The acquisition of Gylfi Sigurdsson could help to stagger the midfield and thereby provide more passing angles. It would be erroneous, however, to suggest that either AVB at Chelsea or Rodgers at Liverpool would be seeking a ’2 holders plus 1 trequartista’ set-up* as this would be a violation of positional play; Sigurdsson would still have to operate as an interior (slightly advanced, wide-of-centre and not divorced from the midfield). And as is the case with Xavi and Iniesta, where the former tends to drop off closer to the defence and the latter probes the pocket of space behind the opposing midfield, Villas Boas will expect his interiors to enter these respective zones but not to inhabit them (as per the ’2 + 1′ scenario).
In addition to its staggered midfield, another hallmark of AVB’s Porto side was the rotational nature of the three positions so that the No. 6, or trinco to use Portuguese terminology, was frequently entrusted with making progressive runs whereupon one of the interiors (from Moutinho, Guarín or Belluschi) would drop in to occupy his vacated zone.

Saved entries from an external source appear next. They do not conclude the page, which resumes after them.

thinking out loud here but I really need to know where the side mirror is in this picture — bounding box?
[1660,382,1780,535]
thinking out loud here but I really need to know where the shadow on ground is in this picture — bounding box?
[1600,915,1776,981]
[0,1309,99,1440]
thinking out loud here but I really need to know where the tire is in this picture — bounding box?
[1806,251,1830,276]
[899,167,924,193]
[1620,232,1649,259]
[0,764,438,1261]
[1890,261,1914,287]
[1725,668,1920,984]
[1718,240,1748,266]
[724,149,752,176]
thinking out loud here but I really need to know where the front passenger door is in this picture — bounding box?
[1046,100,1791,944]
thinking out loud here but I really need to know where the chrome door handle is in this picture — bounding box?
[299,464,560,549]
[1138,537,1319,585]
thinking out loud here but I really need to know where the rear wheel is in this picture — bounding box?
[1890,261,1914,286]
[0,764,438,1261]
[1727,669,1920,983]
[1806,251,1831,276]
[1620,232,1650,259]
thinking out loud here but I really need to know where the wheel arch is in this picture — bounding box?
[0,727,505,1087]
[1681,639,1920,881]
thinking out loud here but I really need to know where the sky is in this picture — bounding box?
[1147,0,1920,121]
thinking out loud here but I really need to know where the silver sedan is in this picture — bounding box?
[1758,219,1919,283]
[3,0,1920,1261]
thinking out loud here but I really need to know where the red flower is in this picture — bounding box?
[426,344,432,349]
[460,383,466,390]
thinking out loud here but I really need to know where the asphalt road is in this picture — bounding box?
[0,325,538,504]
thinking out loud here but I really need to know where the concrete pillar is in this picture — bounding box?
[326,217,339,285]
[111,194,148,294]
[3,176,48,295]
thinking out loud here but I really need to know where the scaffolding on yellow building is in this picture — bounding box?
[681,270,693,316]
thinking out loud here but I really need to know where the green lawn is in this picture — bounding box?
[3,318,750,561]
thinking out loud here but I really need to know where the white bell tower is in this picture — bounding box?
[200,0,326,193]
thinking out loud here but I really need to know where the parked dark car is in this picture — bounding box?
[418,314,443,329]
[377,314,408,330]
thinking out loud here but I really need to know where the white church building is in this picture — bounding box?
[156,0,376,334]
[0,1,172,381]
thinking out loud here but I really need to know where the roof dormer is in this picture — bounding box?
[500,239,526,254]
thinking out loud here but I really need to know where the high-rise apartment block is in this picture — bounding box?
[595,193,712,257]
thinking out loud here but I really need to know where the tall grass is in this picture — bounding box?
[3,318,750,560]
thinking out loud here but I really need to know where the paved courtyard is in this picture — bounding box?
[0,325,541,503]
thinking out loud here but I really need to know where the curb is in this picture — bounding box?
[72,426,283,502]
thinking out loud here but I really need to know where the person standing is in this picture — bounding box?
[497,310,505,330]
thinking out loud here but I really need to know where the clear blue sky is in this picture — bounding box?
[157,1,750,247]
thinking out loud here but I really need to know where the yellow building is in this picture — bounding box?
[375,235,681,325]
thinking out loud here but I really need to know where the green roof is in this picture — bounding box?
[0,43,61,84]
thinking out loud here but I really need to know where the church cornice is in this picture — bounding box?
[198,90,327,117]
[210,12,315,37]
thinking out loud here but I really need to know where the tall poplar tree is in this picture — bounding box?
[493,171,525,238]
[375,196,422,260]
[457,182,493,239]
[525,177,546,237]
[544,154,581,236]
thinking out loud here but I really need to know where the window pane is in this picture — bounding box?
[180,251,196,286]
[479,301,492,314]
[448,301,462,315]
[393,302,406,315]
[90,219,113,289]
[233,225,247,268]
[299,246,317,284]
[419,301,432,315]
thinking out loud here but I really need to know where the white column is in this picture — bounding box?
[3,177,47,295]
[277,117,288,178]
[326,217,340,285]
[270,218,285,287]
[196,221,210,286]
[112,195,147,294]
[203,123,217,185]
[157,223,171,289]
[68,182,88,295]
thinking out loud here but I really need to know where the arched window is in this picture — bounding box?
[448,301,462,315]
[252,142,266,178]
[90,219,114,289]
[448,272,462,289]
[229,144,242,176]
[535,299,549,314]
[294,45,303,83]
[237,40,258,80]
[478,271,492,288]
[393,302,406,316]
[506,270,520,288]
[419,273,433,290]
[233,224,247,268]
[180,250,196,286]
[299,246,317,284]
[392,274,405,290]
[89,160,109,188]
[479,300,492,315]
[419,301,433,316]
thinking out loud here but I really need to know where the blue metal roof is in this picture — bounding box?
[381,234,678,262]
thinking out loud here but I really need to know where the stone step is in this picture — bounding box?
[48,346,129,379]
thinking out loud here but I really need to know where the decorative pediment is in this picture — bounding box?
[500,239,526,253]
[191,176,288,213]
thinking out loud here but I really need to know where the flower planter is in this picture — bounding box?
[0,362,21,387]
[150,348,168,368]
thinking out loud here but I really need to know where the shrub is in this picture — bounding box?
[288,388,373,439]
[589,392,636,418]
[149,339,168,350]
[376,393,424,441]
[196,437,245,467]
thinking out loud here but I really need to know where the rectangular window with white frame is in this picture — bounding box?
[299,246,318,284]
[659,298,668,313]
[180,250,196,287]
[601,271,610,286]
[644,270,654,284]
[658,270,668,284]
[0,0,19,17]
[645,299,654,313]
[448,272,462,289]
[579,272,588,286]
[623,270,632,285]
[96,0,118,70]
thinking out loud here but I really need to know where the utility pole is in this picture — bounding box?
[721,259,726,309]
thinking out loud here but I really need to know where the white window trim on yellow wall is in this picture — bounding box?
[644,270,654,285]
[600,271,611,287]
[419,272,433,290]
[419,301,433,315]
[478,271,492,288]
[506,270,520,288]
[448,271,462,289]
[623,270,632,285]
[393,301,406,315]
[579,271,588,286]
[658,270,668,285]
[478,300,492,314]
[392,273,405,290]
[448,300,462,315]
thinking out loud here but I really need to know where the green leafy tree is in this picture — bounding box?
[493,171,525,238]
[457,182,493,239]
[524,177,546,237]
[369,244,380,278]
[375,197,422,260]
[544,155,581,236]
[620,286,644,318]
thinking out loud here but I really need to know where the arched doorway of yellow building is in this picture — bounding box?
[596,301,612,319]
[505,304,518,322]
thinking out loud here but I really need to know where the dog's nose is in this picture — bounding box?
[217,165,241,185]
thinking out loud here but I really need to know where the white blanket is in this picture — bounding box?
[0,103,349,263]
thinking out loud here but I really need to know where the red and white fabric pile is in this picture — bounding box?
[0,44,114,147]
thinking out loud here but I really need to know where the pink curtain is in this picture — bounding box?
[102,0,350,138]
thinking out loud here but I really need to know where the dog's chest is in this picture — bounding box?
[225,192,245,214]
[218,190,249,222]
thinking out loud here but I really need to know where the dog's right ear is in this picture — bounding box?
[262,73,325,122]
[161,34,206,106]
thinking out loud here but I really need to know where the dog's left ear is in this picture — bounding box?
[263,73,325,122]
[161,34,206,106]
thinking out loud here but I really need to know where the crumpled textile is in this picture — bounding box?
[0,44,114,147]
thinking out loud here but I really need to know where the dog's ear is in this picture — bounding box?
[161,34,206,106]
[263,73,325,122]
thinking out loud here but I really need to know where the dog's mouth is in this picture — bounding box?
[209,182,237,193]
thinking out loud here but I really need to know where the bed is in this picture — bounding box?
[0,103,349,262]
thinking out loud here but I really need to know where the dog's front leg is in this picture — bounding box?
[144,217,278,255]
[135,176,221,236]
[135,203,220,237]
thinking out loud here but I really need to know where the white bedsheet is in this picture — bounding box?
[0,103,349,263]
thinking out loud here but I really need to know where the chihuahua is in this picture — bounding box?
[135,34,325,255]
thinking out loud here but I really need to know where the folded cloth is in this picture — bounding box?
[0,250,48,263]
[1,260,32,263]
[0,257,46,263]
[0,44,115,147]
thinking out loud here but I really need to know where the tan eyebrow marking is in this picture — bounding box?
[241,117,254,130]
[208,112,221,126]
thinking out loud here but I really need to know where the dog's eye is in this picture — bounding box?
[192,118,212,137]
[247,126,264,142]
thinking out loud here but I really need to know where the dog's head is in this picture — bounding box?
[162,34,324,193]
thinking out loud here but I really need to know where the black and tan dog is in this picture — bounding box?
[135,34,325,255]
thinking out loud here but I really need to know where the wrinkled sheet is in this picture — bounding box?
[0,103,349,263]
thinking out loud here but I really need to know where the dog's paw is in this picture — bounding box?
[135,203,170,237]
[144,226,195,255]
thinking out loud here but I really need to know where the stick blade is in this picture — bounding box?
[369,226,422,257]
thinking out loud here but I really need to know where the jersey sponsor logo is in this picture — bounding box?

Indeed, for certain games Villas Boas would dispense with his most naturally defensive midfielder, Fernando, altogether.
It was a policy that, famously, Villas Boas had to relinquish shortly after joining Chelsea given the prevalence of the transition in the Premier League; he simply couldn’t afford to leave his back line unprotected even momentarily, and he openly acknowledged as much. This invites one to think that at Tottenham he will rely on a fixed reference (‘centre-half’ in the original sense of the word) at the base of midfield, but Sandro, his most natural exponent in the role, has been in poor form during Brazil’s Olympic campaign. And then there is the industrious if anarchic Scott Parker, who is not really a positional holder but rather a compensator. Parker is in his element when shoring up his teammates and so hoovering further upfield and choking the transition at an earlier phase might dovetail nicely with the intricacies of AVB’s rotational midfield.
It is Liverpool’s midfield where it is more difficult to envisage Dutch-style passing triangles taking form. Rodgers has already signalled his intention to use Lucas Leiva primarily in what the Dutch would designate as either the ’4′ or the ’6′, the deepest midfield role. Fittingly for someone who worked alongside Sigurdsson, so too must Brendan Rodgers configure his most creative/attacking midfielder for a club which last exhibited its best football during the latter Benítez era when Steven Gerrard was clearly, and quite singularly, the designated link between the midfield and the attack. Benítez, whose idols were Paco Maturana and Arrigo Sacchi (standard-bearers of the 4-2-3-1 and 4-4-2 respectively), was less concerned with occupying a greater expanse of the pitch, and with a more compact midfield (flanked by tornantes) Gerrard’s advanced position was structurally irrelevant – so much so that he could be cut loose and allowed roam. Rodgers, of course, will not contemplate such a scenario.
It could be that what is now the autumn of Gerrard’s career, if his tempered and responsible Euro 2012 performances are anything to go by, is a blessing in disguise for the new Liverpool coach. The player himself has alluded to a recognition of the need to adapt his game; never mind the percussive surging of pre-2006, Gerrard no longer even sees himself as the incisive trequartista of the late Benítez era. In light of this acceptance of adaptation, Rodgers might more easily coax the Liverpudlian talisman into more of an ‘interior’ role in keeping with the 4-3-3 and the model of play. Whether Gerrard will lean more towards the base of his midfielder or present himself for passing options behind the backs of the rival midfielders is arguably the most tantalising aspect of Rodgers’s Liverpool yet to materialise.